Passive Aggression is a defense mechanism that certain individuals use who aren't comfortable with direct confrontation. They appear passive on the surface yet they find ways to express their anger and aggression in subtle, indirect ways. In other words, passive-aggression is sugar-coated hostility.

It's pretty easy to pinpoint these types of people:

  1. They plaster on fake smiles and act "unbothered", when they really are.
  2. They throw sharp, sarcastic jabs at you but sprinkle it with "I'm just joking" to smooth it over.
  3. They give you the silent treatment when they are upset with you, instead of just saying how they feel.

Although the methods listed above are common, one of the most popular methods that passive-aggressive people use is (you guessed it!) social media.

Social media warrants us all with the opportunity to practice our first amendment rights. We have the liberty to say what we think and feel with no reprimand. The online world has created a sense of safety for many of us to speak our truths and express ourselves in numerous ways. Unfortunately, many of us are abusing social media to spew out our negative feelings and disdain towards others. I, for one, think that self-expression is very healthy and powerful, but knowing the appropriate forum to express ourselves makes all the difference.

Online expression becomes unhealthy when we use it as an alternative for direct, interpersonal communication. So many friendships and relationships have been broken due to Twitter fingers and Facebook rants.

I often come across many posts on my timeline that reek of passive-aggressive undertones. By simply observing the context clues, it's pretty obvious when friends are indirectly targeting one another on social sites. This kind of behavior is counterproductive and only makes matters worse. It brings on assumptions, embarrassment and prying bystanders who are entertained by the drama.

Emotions are energy,and they need to find a way to pass freely through us, otherwise, we will store them up inside where they will find other, insidious ways of manifesting.
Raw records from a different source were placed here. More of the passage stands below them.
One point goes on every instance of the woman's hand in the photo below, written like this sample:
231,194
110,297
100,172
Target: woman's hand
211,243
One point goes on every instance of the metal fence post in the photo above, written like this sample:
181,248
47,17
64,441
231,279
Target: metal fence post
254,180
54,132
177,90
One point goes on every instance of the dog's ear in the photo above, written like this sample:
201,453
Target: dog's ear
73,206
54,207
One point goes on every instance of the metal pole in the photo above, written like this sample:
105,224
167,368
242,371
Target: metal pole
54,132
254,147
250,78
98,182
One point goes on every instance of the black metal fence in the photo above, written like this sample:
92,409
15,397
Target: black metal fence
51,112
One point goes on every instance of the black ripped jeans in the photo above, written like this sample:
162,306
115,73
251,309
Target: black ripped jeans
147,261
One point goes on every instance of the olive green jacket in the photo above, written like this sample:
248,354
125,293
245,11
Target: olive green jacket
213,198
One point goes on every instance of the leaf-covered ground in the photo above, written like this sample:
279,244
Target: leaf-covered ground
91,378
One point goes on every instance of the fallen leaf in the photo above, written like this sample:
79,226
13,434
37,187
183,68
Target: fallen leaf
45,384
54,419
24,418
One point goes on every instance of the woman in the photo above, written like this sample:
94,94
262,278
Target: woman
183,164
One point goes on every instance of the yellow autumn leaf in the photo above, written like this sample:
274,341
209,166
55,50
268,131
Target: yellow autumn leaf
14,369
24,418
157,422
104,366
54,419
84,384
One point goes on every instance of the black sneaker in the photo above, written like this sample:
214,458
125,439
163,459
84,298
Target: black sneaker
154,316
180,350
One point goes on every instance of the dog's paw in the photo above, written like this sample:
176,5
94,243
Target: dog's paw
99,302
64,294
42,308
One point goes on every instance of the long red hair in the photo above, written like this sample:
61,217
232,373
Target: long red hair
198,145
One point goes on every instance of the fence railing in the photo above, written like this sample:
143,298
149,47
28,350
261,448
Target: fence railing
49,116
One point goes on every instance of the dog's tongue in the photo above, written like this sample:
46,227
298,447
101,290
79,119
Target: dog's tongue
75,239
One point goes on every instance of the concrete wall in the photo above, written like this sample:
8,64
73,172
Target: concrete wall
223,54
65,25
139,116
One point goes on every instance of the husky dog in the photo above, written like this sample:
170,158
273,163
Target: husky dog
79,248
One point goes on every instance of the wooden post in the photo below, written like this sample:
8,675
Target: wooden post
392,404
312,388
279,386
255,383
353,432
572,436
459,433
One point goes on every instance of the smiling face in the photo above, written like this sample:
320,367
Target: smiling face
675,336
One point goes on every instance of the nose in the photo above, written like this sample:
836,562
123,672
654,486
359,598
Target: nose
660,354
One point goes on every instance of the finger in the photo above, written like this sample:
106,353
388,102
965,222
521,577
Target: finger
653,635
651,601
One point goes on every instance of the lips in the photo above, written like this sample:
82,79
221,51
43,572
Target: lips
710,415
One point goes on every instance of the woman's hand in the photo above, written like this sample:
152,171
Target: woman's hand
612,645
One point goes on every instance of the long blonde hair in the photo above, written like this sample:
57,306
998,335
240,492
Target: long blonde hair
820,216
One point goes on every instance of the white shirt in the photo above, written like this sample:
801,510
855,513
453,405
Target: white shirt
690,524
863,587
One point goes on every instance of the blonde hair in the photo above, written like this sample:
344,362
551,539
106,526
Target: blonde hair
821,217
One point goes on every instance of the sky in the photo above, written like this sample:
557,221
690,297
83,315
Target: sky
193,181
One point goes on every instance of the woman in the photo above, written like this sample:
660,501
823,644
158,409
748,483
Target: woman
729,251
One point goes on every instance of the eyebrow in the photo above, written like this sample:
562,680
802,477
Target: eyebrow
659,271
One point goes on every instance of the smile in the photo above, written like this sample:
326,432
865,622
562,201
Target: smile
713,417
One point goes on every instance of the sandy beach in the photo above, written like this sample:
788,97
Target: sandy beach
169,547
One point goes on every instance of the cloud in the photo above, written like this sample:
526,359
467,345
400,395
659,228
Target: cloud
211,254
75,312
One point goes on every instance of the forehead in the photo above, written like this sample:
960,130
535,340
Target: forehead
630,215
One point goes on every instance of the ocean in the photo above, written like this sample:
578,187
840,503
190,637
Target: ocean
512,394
Throwing out obscure, anger-infused captions from behind a keyboard or mobile device requires way more energy than it does to have face-to-face, grown-up conversations (but yall don't hear me out here). At the end of the day, social media is not to be used for emotional regurgitation, because of one's inability to properly process negative emotions. Learn how to communicate, friends.

TIP: At the top of most profile pages there is a button that's listed as "unfollow" or "unfriend"; use this button, it will change your life ;)
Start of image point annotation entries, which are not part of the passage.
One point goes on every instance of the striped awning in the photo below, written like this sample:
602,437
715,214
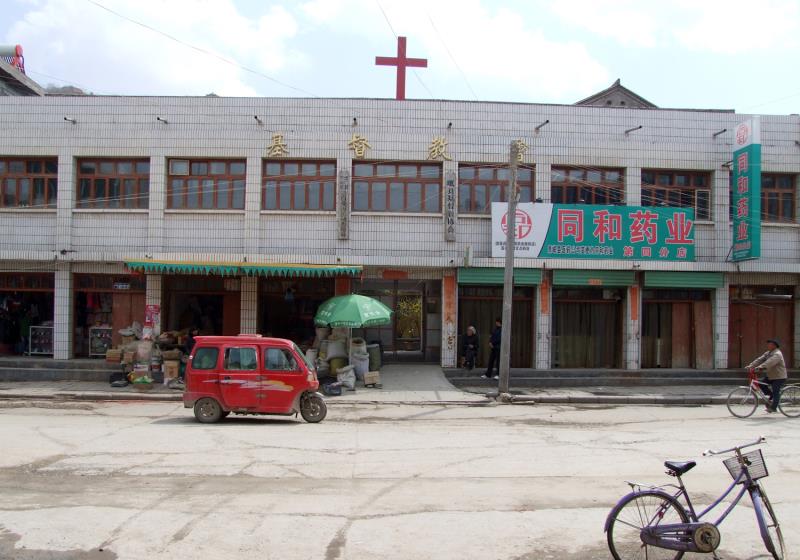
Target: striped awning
243,269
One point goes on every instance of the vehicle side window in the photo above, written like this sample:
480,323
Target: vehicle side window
205,358
278,359
241,359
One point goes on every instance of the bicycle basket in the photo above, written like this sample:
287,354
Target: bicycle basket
754,461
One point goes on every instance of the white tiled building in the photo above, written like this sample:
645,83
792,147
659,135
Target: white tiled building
179,190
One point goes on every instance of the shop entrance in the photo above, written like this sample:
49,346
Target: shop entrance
211,303
756,314
26,313
479,306
677,329
587,328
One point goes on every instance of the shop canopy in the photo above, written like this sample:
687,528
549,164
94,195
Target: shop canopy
243,269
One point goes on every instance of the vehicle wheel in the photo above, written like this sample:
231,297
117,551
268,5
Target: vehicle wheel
790,401
207,411
639,510
768,523
313,408
742,402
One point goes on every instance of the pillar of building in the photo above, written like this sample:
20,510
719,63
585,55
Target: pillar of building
632,343
152,297
449,319
248,318
544,323
156,204
721,317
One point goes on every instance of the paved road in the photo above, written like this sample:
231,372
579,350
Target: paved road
144,481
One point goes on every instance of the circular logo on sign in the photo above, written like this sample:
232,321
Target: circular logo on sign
742,133
523,224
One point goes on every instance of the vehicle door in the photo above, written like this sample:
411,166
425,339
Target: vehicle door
284,379
239,377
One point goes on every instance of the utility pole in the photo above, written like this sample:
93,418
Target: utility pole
508,277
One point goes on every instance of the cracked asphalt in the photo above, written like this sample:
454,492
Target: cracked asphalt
136,480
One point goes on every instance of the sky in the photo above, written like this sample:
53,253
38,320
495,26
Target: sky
710,54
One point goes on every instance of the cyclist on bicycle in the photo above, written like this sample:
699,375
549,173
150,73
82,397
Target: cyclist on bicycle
772,363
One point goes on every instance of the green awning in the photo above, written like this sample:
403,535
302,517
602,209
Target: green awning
677,280
614,278
494,276
242,269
I said all of this to say, social media is to be used with caution. Of course, it's fun and keeps you connected, but don't allow it to consume your life or harm your well-being. Learn to control social media and not let it control you - take breaks, limit your time and never allow it to define who you are.

Thanks for reading 



  1. Replies
    1. Hey Eb! Thanks so much and thanks for reading :)

  2. Girl, I agree with all of this. It used to be that "keeping up with the joneses" only referred to your neighbors. With social media, it's like the whole internet is your neighbor! Nobody can keep up with all this fabricated perfection, and it's one of the reasons I decided to step back from it. Except from Twitter - i freakin' love twitter.

    1. Hey friend!! Thanks for reading,'s getting to be too much, I remember life before social media and we were just fine lol!

  3. Great read! There are times I log in on and see one negative post and log off.

  4. This is Micah and your right humans spend about 116 min out of their 1440 min in a day so they only have about 1,324 minutes left in their day.Thank you so much for this information! I will tell mom about this.

    1. Hey Sweet Jellie, thanks for reading my blog!